Anti-GAD monoclonal antibody delays the onset of diabetes mellitus in NOD mice.

Insulin Dependent Diabetes Mellitus (IDDM type I) is the result of autoimmune destruction of insulin producing pancreatic beta-cells by the cellular immune system, specifically, autoreactive T cells. Disease progression is evident by multiple autoantibodies responding to self-antigens in a cascade mechanism, wherein the first self-antigen induces the activation of the immune system, leading to the destruction of beta-cells and consequently, exposure of other antigens. Glutamic Acid Decarboxylase (GAD) is recognized in the literature as a primary autoantigen involved in the cascade. We questioned the immunological involvement of this autoantigen in the overall progression of the disease, specifically if antigen recognition by the cellular immune system (T cells) is necessary for organ specific autoimmunity and cellular toxicity. We tested this hypothesis by isolating, purifying and injecting monoclonal antibodies against GAD (anti-GAD Ab; 0.1 mg or 0.3 mg) into non-obese diabetic (NOD) mice on a weekly basis.
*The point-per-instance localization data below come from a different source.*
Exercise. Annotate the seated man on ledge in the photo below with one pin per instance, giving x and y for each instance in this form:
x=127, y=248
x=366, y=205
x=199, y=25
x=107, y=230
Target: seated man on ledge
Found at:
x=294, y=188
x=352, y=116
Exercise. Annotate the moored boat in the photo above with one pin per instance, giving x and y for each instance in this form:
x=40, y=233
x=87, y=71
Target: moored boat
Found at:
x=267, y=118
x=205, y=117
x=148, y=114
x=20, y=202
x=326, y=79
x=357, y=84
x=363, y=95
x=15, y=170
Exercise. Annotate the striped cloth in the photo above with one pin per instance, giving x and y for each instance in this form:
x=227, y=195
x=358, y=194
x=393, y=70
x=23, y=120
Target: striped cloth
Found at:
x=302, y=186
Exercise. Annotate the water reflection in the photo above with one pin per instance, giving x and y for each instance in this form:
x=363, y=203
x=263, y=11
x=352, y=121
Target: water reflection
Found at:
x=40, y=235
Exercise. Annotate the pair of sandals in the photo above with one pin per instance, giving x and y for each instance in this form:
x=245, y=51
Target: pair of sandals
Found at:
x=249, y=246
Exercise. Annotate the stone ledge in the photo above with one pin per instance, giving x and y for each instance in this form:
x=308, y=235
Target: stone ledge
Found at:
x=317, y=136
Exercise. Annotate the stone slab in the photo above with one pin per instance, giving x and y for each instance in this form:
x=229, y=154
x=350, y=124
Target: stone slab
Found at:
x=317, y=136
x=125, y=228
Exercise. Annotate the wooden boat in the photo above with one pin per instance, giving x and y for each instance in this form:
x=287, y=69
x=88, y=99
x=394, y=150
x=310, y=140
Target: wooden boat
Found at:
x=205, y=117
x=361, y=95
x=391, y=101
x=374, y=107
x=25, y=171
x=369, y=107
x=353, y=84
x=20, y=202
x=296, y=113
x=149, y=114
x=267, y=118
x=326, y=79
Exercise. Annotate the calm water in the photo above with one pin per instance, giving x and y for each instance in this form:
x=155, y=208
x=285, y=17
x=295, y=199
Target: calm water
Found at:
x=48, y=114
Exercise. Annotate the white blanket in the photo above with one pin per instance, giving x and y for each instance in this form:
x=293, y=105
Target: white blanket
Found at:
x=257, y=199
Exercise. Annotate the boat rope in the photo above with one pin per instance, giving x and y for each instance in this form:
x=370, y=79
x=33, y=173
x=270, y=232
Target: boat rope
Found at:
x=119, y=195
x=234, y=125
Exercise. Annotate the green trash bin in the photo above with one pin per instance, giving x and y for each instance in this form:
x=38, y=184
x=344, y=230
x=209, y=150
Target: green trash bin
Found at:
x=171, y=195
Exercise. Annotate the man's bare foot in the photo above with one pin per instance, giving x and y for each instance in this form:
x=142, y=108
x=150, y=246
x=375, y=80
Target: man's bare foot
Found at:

We suggest that the anti-GAD Ab will bind to the GAD antigen, or perhaps bind to the epitope presented in association with APC-MHC and prevent T cell recognition, thereby delaying disease onset. Our results demonstrate a delay in the onset of diabetes and a decrease in the severity of insulitis in our test animals, when compared to controls. The mechanism of action of the anti-GAD Ab may be associated with a passive protection mechanism, as evidenced by the fact that splenocytes transferred from anti-GAD Ab treated mice did not prevent or delay diabetes in syngeneic irradiated NOD mice. The mechanism of diabetes prevention by administration of anti-GAD antibody could be associated with an interference in recognition of GAD by T cells, and continuing research will be perform to investigate this hypothesis.